Core thread across ArcInTex ETN (coordinator), SUITCEYES (coordinator), WEAFING, smartX, and fromROLLtoBAG — spanning electroactive fabrics, haptic garments, and textile entrepreneurship.
HOEGSKOLAN I BORAS
Swedish university specialising in smart textiles, wearable assistive technology, and design research bridging material science with human-centred care.
Their core work
The University of Borås is a Swedish university with a distinctive strength in smart textiles, wearable technology, and textile-based innovation — from fashion manufacturing to electroactive fabrics and haptic garments. They combine design research with digital fabrication and material science, bridging the gap between artistic practice, textile engineering, and assistive technology. Their work extends into care sciences (dignified eldercare systems), forest management informatics, and knowledge organization, reflecting a university that connects applied research to real societal needs.
What they specialise in
ArcInTex ETN trained researchers at the intersection of architecture, interaction, and textiles; AMASS explored arts as social sculpture; fromROLLtoBAG applied virtual design to consumer products.
INNOVATEDIGNITY focused on dignified sustainable care systems with attention to elders' perspectives on technology; SUITCEYES developed assistive wearables for deafblind users.
PASSIM studied the role of patents as scientific information across 125 years, reflecting library and information science expertise.
SILVANUS (2021-2025) applies big-data frameworks and 3D forest models to wildfire management — a new direction for the university.
Data4Impact developed big data approaches for R&I monitoring; MoRE2020 supported researcher mobility in the Västra Götaland region through triple helix and smart specialisation models.
How they've shifted over time
In the early period (2015–2018), the University of Borås focused on regional innovation systems, researcher mobility, intellectual property research, and the foundations of their textile-design nexus through ArcInTex ETN and fashion manufacturing projects. From 2019 onward, the focus shifted decisively toward applied smart textiles (electroactive fabrics, haptic wearables), dignified eldercare systems, and environmental informatics. The trajectory shows a university moving from broad academic capacity-building toward tangible, human-centred technology applications — especially where textiles meet health and wellbeing.

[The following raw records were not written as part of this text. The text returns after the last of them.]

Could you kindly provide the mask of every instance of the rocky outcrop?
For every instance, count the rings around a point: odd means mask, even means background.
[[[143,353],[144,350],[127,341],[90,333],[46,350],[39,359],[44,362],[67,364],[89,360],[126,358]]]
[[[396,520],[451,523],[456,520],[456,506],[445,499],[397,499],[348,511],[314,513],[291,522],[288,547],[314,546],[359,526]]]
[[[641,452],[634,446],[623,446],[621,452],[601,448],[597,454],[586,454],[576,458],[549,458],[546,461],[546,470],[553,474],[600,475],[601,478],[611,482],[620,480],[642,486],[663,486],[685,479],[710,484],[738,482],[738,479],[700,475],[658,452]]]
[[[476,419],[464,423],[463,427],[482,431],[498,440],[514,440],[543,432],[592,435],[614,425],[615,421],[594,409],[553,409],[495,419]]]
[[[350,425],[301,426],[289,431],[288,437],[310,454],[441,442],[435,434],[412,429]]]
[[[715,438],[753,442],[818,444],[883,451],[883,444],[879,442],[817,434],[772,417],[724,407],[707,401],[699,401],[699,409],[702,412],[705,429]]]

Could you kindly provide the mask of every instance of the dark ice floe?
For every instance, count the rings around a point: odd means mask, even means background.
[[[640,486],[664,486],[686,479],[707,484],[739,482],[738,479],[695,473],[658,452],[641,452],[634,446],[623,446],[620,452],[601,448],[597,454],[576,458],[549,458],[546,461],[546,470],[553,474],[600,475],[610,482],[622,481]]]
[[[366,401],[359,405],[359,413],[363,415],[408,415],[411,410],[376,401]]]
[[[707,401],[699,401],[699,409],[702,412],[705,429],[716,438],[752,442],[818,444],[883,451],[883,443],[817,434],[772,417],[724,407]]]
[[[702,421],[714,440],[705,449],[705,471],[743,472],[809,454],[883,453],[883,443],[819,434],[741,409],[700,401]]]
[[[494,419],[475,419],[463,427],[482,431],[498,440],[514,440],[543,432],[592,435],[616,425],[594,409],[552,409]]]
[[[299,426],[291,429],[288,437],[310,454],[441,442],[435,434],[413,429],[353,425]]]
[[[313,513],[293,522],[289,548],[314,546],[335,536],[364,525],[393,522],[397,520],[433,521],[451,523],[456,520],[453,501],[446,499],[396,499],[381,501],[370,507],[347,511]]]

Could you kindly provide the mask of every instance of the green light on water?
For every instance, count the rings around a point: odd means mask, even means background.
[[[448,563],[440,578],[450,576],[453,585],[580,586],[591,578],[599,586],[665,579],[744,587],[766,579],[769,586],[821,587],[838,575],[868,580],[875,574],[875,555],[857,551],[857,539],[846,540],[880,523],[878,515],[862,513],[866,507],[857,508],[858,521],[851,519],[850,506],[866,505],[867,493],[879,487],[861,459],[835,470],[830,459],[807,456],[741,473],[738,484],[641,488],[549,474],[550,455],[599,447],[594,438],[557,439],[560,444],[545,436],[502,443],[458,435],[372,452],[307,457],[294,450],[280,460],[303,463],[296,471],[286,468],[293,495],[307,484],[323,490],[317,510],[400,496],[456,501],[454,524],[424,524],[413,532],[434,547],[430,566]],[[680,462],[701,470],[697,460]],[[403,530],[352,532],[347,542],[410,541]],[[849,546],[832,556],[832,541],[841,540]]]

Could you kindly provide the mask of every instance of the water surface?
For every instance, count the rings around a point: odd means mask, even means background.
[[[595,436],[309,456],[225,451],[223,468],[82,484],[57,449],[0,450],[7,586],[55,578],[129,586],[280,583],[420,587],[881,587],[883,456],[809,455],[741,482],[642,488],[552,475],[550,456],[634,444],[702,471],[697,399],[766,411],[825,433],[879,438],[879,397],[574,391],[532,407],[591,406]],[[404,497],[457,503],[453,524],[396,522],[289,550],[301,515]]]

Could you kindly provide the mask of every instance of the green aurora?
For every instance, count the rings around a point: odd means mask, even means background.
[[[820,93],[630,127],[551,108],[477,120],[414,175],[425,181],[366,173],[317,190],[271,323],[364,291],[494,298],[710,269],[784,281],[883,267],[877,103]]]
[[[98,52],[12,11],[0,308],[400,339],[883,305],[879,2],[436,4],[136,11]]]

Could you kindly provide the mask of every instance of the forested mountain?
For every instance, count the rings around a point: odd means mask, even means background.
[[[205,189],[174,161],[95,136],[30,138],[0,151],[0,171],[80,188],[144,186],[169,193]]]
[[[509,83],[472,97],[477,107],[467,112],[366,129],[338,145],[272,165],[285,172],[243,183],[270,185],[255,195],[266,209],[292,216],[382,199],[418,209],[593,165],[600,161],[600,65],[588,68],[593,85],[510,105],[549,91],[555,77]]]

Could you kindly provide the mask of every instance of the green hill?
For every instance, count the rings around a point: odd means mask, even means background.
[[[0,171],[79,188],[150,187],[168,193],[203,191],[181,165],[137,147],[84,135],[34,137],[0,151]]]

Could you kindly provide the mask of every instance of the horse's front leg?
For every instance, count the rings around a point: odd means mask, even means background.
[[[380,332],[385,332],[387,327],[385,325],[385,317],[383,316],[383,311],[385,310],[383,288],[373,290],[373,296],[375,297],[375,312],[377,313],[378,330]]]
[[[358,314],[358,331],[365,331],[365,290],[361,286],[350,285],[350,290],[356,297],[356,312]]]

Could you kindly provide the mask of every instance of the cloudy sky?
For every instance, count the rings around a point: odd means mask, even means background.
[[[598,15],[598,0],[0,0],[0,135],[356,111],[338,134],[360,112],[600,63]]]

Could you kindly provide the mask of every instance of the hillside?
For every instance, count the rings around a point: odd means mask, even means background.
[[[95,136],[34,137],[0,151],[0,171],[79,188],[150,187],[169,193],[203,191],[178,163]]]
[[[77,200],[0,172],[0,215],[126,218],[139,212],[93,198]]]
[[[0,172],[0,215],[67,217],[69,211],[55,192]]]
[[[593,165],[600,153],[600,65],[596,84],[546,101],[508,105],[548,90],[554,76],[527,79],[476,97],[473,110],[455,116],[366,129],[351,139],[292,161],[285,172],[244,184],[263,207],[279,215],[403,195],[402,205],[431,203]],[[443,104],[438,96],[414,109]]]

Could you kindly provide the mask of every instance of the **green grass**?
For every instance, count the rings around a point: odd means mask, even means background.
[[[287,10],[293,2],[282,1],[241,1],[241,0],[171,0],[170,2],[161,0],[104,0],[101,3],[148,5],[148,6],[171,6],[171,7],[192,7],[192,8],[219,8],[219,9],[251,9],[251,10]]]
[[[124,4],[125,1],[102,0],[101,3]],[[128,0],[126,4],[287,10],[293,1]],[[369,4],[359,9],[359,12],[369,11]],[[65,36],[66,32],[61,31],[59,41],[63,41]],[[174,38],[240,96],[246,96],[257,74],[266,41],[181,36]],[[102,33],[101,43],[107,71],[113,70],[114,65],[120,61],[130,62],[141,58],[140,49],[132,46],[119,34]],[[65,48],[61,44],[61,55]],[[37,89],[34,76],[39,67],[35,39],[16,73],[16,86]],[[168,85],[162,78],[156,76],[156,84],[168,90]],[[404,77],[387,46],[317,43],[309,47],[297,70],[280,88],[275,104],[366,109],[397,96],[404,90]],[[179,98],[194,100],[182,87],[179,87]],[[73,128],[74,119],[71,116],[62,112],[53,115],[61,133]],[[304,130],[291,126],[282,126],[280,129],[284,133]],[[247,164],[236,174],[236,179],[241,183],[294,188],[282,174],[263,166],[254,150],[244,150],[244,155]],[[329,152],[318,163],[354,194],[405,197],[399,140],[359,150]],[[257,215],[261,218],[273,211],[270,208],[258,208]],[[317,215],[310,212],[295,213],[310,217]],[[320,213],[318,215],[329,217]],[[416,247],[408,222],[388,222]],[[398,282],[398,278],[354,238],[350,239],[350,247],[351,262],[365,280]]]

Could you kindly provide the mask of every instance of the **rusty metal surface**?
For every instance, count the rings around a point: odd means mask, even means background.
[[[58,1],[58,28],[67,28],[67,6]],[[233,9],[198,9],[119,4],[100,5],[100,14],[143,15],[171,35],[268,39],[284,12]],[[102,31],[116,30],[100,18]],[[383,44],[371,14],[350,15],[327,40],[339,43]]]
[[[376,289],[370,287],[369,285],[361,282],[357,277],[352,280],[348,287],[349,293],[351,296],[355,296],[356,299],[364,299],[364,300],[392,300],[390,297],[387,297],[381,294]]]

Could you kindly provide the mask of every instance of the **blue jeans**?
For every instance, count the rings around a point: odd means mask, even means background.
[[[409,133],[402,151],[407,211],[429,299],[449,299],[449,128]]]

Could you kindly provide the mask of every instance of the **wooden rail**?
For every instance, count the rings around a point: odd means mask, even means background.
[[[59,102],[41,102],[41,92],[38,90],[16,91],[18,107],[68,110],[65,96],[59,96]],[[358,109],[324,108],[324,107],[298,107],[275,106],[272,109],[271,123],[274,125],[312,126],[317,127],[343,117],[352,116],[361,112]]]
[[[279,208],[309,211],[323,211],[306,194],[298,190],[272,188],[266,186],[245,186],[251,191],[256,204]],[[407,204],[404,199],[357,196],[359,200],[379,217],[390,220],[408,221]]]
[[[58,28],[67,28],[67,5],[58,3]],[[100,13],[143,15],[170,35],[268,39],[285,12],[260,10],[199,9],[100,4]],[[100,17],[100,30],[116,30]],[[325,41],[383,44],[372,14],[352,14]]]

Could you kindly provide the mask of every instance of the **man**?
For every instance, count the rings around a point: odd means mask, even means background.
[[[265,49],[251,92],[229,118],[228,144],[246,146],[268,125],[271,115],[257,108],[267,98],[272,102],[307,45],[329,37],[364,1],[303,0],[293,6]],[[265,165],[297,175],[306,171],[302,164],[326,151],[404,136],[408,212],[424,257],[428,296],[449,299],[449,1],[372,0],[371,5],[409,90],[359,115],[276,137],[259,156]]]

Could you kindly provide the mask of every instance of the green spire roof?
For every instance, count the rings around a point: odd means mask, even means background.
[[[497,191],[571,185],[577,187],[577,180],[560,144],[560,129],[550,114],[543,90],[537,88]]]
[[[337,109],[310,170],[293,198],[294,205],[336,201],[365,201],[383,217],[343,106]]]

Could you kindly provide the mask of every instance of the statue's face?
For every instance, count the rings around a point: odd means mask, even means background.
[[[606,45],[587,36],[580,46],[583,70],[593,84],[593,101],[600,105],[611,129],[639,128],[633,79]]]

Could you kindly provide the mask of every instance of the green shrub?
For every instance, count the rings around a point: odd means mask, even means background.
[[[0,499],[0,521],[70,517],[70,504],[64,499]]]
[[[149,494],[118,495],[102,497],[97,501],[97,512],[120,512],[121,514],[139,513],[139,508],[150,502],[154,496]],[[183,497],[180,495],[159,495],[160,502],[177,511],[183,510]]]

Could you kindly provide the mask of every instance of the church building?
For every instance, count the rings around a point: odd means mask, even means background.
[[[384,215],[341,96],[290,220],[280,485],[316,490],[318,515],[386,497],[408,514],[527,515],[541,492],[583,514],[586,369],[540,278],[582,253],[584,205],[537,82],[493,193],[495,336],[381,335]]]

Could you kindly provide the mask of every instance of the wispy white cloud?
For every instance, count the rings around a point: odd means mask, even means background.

Borås is converging its textile expertise with health/assistive technology and environmental sensing — expect future work at the intersection of functional fabrics, eldercare, and sustainability.
How they like to work
Borås primarily participates as a partner (9 of 12 projects) but has coordinated two significant projects — both in their textile-design core (ArcInTex ETN, SUITCEYES). With 145 unique partners across 28 countries, they are a well-connected node with broad European reach rather than a closed network. Their consortium profile suggests a reliable specialist partner that can lead when the topic sits squarely in their textile-design-assistive technology domain.
145 unique consortium partners across 28 countries indicate a genuinely pan-European network. Their Västra Götaland regional base and Scandinavian ties are complemented by participation in large, geographically diverse consortia like SILVANUS and WEAFING.
What sets them apart
What sets Borås apart is the rare combination of textile engineering, design research, and assistive/care technology under one roof. Few European universities can move seamlessly from electroactive polymer fabrics to dignity-in-care research to artistic practice. For any consortium needing a partner that bridges material science, human-centred design, and social innovation — particularly around wearable or textile-based solutions — Borås fills a niche that larger technical universities typically cannot.
Highlights from their portfolio
- SUITCEYESCoordinated by Borås with EUR 748K funding, this project developed smart tactile wearables for deafblind people — a perfect showcase of their textile-meets-assistive-tech identity.
- WEAFINGTheir largest single grant (EUR 943K), developing wearable electroactive fabrics with haptic feedback — the most technically ambitious textile project in their portfolio.
- ArcInTex ETNAn MSCA training network coordinated by Borås that established their reputation at the intersection of architecture, interaction design, and textiles.